Look for Hélicéo to make news again this November when it moves to San Francisco, California. Guillaume Schavann of the company’s marketing department told us, “Europe is just not ready for us. The EU regulation problem is slowing everything down and that’s why you are seeing European companies like Hélicéo moving to the US. In the US there is now a regulation, which is clear. And then people in the US only want to do business with companies in the US, so we have to go over there.”
Another company that’s going it alone is SenseFly. Although the company did join France’s Parrot in 2012, Swiss-based SenseFly tends to fly solo, doing its own development and production and largely maintaining its own identity.
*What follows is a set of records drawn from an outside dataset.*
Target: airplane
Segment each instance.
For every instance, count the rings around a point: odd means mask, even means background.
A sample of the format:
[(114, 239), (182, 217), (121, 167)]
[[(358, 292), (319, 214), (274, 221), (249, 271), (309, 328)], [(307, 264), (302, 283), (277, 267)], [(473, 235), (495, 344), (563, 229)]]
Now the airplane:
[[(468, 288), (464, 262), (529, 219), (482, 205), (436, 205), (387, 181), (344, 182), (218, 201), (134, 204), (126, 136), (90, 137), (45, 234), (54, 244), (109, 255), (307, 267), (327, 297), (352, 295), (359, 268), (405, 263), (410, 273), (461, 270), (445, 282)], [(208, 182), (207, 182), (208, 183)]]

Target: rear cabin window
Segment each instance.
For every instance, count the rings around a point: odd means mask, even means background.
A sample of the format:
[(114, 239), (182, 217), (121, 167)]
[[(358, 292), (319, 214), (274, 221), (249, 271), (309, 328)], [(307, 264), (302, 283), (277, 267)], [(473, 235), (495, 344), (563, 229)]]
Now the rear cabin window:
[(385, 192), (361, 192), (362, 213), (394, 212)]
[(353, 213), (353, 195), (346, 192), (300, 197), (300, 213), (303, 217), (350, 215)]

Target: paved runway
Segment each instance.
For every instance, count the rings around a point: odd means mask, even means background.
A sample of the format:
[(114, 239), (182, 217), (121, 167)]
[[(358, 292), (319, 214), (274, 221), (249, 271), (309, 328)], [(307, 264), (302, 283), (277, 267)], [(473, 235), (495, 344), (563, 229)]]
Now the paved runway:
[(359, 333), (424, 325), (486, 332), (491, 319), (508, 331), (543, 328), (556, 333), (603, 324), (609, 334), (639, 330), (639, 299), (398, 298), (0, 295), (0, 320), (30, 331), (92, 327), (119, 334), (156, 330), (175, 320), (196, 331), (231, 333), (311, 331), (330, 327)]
SenseFly Marcomms Manager Matt Wade explained the company’s new RTK/PPK-ready, large-coverage mapping drone, unveiled at InterGEO 2016: “The eBee Plus system has a long-flying, fixed-wing airframe, a photogrammetry-optimised RGB sensor, and next-generation flight data management software. It’s really a great tool for the geospatial industry.”
The eBee Plus can map more hectares per flight than any drone in its weight class, but what’s most unique about the new drone is the high precision, on-demand (HPoD) RTK/PPK functionality.
“You can have the RTK/PPK activated immediately, when you buy the drone, or you can activate it later on demand, for survey-grade accuracy,” said Wade.
Other features include tailored payloads, with a camera available to suit every application. The compact SenseFly S.O.D.A. sensor, SenseFly’s proprietary, high-resolution RGB camera, is capable of capturing ultra-sharp images with a spatial resolution of 2.9 cm, flying at 122 m.
And there is a new version of eMotion, senseFly’s easy-to-use, feature-packed ground station software. eMotion 3 now features a full 3D flight environment, mission block flight planning, cloud connectivity, free updates and more.